Company Insights

BKR customer relationships

BKR customer relationship map

Baker Hughes’ customer relationships: deal map and investment implications

Baker Hughes (BKR) monetizes a diversified energy-technology platform by selling engineered equipment, long-term project builds, and recurring aftermarket services to majors, national oil companies and large industrial customers worldwide. Revenue mixes across manufacturing and services, tied to multi-year engineered contracts and aftermarket service agreements, drive high revenue visibility but concentrate execution risk into large, lumpy awards. For a deal-level view of counterparties and near-term revenue drivers, visit our home page: https://nullexposure.com/.

The short thesis for investors

Baker Hughes earns margins from two complementary levers: (1) high-margin recurring aftermarket and service contracts that create annuity-style cashflows and (2) capital‑intensive equipment/engineering projects that deliver large, lumpy revenue when booked. Management commentary across 2025 quarters highlights LNG, subsea and geothermal as near-term bookers of multi‑hundred‑million dollar orders and long‑term service agreements that underpin forward revenue. The business is both project-driven and service-anchored — a hybrid that supports predictability but concentrates counterparty and execution risk into a handful of large customers.

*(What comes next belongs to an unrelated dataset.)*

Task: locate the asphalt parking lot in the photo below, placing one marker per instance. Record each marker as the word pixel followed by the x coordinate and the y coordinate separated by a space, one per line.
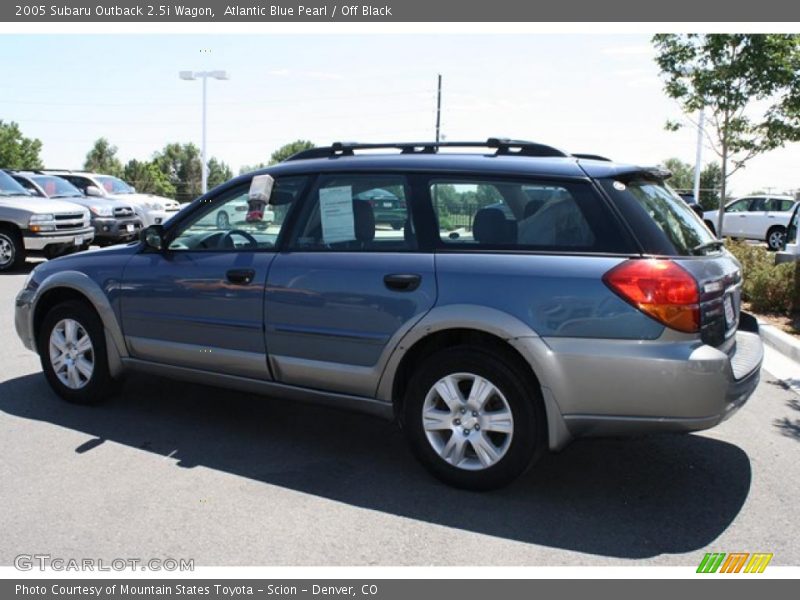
pixel 174 470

Explore a structured view of these customer relationships at https://nullexposure.com/.

How Baker Hughes structures customer engagements

Baker Hughes’ commercial posture blends fixed-fee/turnkey project work, frame and master service agreements, and subscription licensing for digital offerings. Management explicitly references long-term contracts, framework agreements and subscription/license models as part of the go-to-market mix, which yields higher revenue visibility but demands scale in execution and working capital. The company sells globally, serves government and very large enterprise counter‑parties, and recognizes manufacturing revenue over time for customized equipment — a profile that creates both contract durability and concentration.

Customer roll call: deals and contracts driving near-term revenue

Below are the relationships identified in management commentary and news coverage; each entry includes a concise plain-English summary and a source reference.

Fervo — Q4 and Q3 2025

Baker Hughes won work to design and deliver equipment for five Organic Rankine Cycle power plants for Fervo’s Cape Station geothermal project in Utah, highlighted across both the 2025 Q3 and Q4 earnings calls; this confirms Baker Hughes’ growing presence in geothermal electrical generation. (2025 Q3 & Q4 earnings calls)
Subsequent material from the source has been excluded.